Der Termin wurde per Telefon vereinbart, nachdem ich eine Einladung erhielt. Da der größte Ansturm auf das Callcenter der ersten Wochen vorbei war, kam man relativ schnell ins Gespräch. Alle lieb und nett und bemüht, ruhig und souverän den Ansturm abzuwickeln. Für mich kam nur der Impfstoff von Biontech in Frage, weil in unserer Familie schon Embolien auftraten, die erblich Form.

Kaum hatte ich den Termin für mich notiert, vollzog sich in meinem Inneren in kurzer Zeit eine Wandlung. Als erstes fiel die Spannung ab und ich fragte mich, warum wir Menschen uns wegen der Pandemie überhaupt in den Haaren lagen. Ich spürte keine Konflikte mehr und an deren Stelle trat das Gefühl einer Befreiung, wie ich es noch aus längst vergangenen Zeit kannte (damals brach ich aus einer autoritär geführten Ehe aus). Ein neues frische Leben stand vor mir und solch ein Gefühl nahm ich mit der Impfung wahr.

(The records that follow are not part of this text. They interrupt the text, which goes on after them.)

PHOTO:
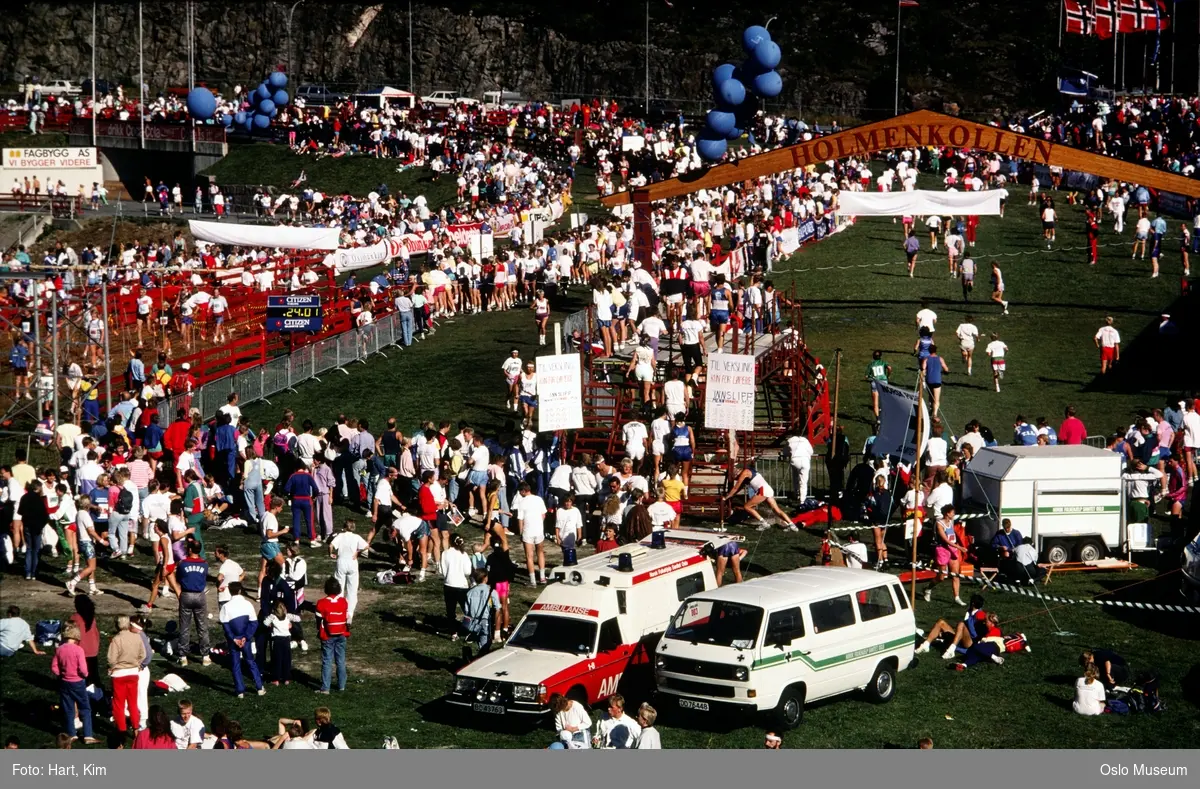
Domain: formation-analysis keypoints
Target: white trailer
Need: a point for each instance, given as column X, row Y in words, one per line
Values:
column 1068, row 499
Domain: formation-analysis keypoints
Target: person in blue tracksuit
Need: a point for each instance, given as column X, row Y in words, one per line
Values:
column 240, row 621
column 301, row 487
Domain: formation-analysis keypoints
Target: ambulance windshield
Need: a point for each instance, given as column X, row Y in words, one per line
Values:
column 717, row 622
column 556, row 634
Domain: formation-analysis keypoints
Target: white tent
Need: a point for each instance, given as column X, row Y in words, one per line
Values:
column 383, row 96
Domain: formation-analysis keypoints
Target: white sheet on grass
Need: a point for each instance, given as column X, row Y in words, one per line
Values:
column 918, row 203
column 257, row 235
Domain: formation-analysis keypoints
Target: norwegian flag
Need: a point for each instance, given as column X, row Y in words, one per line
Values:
column 1143, row 16
column 1103, row 18
column 1080, row 19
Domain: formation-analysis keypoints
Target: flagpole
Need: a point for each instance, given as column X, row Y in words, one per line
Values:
column 1175, row 11
column 647, row 58
column 897, row 107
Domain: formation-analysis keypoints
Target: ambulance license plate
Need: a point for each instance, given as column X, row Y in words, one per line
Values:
column 493, row 709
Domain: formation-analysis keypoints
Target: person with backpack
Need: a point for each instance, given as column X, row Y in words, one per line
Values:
column 193, row 506
column 481, row 613
column 240, row 621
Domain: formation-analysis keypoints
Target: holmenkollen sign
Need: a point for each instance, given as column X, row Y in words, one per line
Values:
column 940, row 133
column 40, row 158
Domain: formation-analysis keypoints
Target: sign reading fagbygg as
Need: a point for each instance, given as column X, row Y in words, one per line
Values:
column 40, row 158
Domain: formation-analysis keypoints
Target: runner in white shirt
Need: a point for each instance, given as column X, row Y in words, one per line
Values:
column 967, row 333
column 511, row 368
column 996, row 351
column 346, row 548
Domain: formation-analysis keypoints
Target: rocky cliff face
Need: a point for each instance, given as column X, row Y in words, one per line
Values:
column 835, row 62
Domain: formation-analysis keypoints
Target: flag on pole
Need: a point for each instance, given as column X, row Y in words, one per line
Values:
column 1080, row 19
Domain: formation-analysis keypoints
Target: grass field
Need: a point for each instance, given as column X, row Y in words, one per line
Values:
column 267, row 164
column 857, row 297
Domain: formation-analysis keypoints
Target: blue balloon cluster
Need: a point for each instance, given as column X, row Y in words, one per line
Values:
column 736, row 91
column 264, row 104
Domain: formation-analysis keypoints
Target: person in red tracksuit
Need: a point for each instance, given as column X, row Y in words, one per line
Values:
column 331, row 614
column 1093, row 235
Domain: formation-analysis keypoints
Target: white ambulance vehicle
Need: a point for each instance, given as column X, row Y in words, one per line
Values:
column 779, row 642
column 591, row 625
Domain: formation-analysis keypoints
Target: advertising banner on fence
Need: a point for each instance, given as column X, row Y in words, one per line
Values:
column 898, row 423
column 559, row 393
column 42, row 158
column 729, row 392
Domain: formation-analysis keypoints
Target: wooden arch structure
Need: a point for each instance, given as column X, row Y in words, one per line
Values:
column 912, row 130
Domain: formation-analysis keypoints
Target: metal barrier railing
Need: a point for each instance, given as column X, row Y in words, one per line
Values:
column 286, row 372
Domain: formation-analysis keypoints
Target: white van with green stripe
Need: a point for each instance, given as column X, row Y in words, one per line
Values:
column 779, row 642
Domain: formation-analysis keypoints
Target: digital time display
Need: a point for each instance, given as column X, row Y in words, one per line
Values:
column 293, row 313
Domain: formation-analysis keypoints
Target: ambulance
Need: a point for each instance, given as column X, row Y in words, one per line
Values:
column 777, row 643
column 592, row 624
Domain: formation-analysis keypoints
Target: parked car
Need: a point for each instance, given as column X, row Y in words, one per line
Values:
column 597, row 621
column 319, row 95
column 448, row 98
column 54, row 88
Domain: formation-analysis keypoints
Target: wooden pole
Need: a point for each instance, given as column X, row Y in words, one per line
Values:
column 916, row 489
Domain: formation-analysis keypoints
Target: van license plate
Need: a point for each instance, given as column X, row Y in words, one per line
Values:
column 492, row 709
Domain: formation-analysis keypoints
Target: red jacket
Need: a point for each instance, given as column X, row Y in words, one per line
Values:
column 331, row 613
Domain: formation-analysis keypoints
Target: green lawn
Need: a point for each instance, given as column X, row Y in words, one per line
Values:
column 267, row 164
column 400, row 666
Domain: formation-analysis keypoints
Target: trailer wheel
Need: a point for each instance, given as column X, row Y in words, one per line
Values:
column 790, row 710
column 1090, row 550
column 1057, row 552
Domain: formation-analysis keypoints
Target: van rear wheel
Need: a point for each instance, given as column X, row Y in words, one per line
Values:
column 1090, row 550
column 1057, row 552
column 790, row 710
column 882, row 686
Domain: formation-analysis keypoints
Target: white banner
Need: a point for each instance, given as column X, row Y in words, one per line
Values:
column 40, row 158
column 730, row 392
column 257, row 235
column 898, row 423
column 559, row 393
column 918, row 203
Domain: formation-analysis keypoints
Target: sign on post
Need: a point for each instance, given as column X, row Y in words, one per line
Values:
column 898, row 423
column 730, row 392
column 293, row 313
column 559, row 393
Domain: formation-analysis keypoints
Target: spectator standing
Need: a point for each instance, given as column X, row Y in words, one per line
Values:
column 334, row 630
column 192, row 573
column 71, row 667
column 239, row 620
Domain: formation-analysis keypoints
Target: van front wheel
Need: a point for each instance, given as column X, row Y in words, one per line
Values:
column 790, row 711
column 882, row 686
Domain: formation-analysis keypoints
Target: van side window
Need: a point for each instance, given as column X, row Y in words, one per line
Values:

Unwichtig alle Diskrepanzen zum Thema Lockdown, sie sind für mich in die Bedeutungslosigkeit abgesunken. Ich frage mich, warum ich mich überhaupt daran so ab gearbeitet hatte. Mit der Impfung vollzog sich für mich auch die Befreiung von den Ängsten einer Infektion mit einem noch relativ unbekannten Virus und ich huldige alle, die uns den Weg in die Freiheit in relativ kurzer Zeit möglich machten. Sie haben es trotz aller unterschiedlichen Auffassungen zu einem guten Ende gebracht und das ist das was zählt.

Hallo Leben, ich bin wieder da !!!!!!!